IRAQ:  Despite persistent sectarian tensions in the Iraqi government, war-weary Sunnis and Shiites are joining hands at the local level to protect their communities from militants on both sides, US military officials say.    US and Iraqi troops have arrested dozens of militants loyal to Muqtada al-Sadr in a massive crackdown in the central city of Diwaniyah.  Since June, Iraqi civilian casualties were down by 60 percent nationwide, 75 percent in Baghdad.  Trendy juice bars, cozy restaurants, fruit shops, roadside eateries and fish vendors are starting to flourish in many neighborhoods of the capital.  Baghdad's hard-working ambulance drivers now find time to sit and sip tea instead of each rushing to four or five emergency calls a day.

IRAQ and the MEDIA:  According to today's NYT, "In more than 50 interviews across Baghdad, it became clear that while there were still no-go zones, more Iraqis now drive between Sunni and Shiite areas for work, shopping or school, a few even after dark."  According to today's WaPo,"Large swaths of Baghdad remain no-go zones for most Iraqis, as they were before thousands of U.S. reinforcements began arriving nine months ago in an effort to bring stability."

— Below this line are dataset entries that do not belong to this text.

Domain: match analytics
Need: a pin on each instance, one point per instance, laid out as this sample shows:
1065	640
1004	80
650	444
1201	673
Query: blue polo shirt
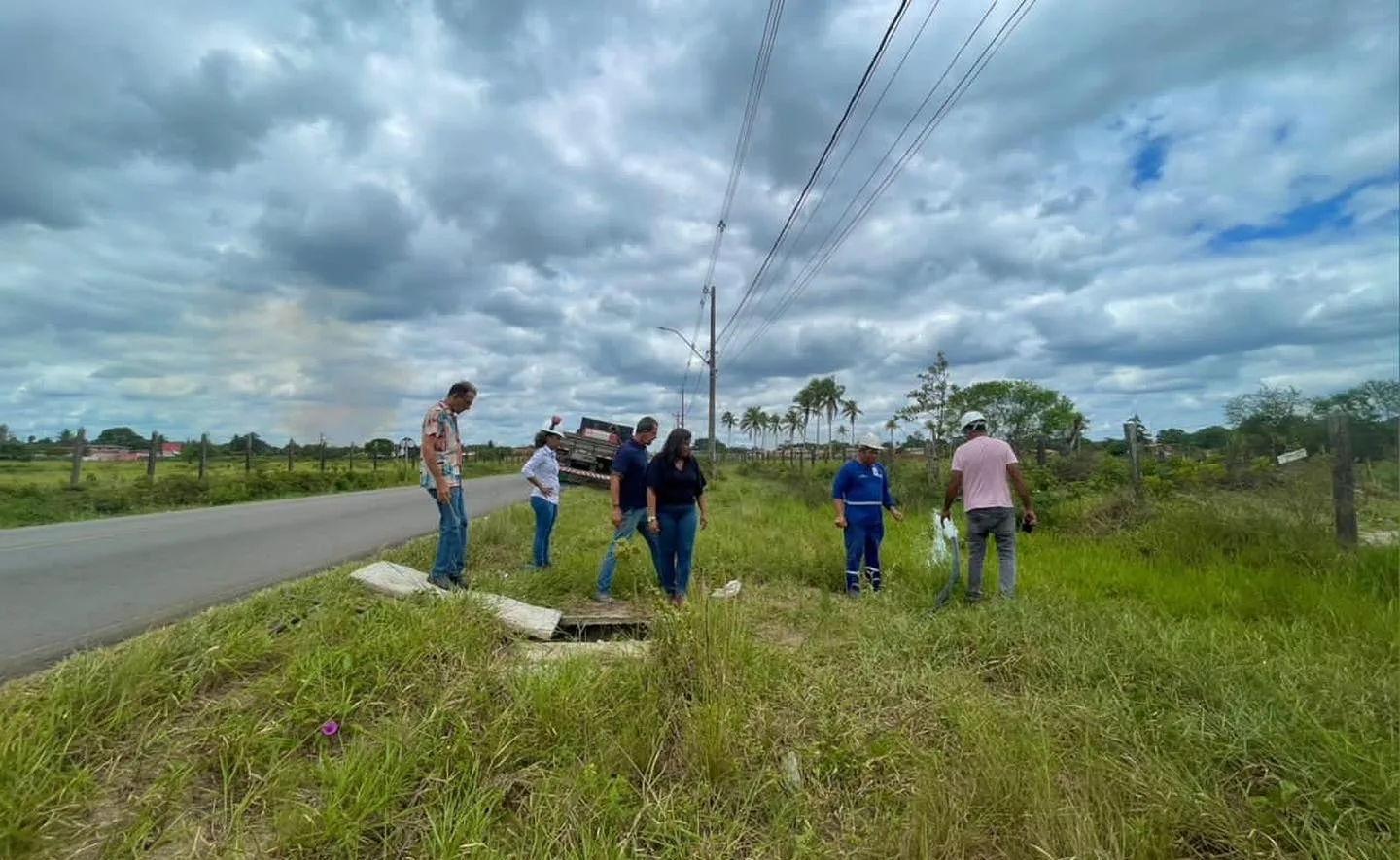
864	490
630	462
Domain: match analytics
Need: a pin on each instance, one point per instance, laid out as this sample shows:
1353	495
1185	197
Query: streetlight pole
709	360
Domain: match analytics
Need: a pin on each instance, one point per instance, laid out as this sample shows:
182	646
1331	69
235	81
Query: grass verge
1186	685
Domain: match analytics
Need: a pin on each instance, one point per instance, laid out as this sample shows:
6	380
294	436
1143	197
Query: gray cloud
312	217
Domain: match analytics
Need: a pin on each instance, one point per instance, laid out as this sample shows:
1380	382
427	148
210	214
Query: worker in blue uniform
861	496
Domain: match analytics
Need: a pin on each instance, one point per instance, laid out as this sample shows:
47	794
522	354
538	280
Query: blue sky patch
1149	158
1327	214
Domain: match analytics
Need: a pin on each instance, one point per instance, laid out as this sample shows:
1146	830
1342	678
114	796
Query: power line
826	152
751	111
960	89
859	133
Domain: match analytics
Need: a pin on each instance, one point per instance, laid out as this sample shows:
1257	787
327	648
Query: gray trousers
998	523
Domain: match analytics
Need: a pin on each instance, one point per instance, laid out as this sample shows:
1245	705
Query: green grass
1208	678
35	493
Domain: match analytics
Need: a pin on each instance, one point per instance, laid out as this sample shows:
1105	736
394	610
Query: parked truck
585	455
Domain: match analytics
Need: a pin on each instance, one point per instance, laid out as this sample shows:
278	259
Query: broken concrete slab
554	652
729	589
401	580
395	579
535	621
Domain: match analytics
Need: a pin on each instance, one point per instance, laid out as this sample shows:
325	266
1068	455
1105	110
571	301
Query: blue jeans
862	540
675	547
633	522
451	558
546	513
998	523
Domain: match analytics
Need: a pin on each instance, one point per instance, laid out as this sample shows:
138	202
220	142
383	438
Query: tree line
1030	416
1260	424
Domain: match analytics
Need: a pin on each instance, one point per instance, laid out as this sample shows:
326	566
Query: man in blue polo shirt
629	496
861	496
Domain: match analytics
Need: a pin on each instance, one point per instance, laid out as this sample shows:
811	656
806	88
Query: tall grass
1208	678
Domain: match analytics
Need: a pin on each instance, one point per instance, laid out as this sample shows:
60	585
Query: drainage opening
601	628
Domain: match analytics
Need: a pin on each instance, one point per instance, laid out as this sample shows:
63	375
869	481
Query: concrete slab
395	579
554	652
402	580
535	621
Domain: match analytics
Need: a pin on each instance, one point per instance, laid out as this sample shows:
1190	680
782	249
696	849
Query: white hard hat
969	418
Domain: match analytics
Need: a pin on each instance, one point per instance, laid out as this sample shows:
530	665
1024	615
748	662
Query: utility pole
710	361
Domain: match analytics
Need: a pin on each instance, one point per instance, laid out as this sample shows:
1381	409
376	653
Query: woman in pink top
985	470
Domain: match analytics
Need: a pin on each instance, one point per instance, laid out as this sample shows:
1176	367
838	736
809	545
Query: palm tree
830	396
805	401
752	423
850	411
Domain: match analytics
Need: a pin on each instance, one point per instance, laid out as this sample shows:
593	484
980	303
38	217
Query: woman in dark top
675	497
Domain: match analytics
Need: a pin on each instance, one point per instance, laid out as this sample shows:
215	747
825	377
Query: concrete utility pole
710	361
715	448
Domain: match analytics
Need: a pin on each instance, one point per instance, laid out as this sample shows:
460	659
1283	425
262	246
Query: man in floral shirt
441	477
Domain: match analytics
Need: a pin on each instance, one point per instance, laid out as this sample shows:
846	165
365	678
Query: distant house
120	453
107	452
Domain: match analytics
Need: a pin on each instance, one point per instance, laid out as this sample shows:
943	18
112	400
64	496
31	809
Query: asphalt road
70	586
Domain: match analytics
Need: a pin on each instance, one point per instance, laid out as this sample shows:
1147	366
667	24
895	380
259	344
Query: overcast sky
311	216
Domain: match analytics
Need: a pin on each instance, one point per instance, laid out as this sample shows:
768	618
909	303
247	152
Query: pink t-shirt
983	462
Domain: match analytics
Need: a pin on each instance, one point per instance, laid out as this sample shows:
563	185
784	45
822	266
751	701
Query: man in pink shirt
985	470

HEATHCLIFF the CAT somehow hitched a nearly 800-mile ride from Sicklerville, NJ, to Lawrenceville, GA.  Let's go to the video.

JACKO, an eight-year-old female Jack Russell named after Jackie Onassis, has chickens on her mind, according to a psychic.

DANTE the MONGREL is jonesing for curry.

ROBOT COCKROACHES fool the real thing.

A RAMPAGING WILD BOAR ran down a woman at a railroad crossing along along the Tobu Koizumi Line in Japan.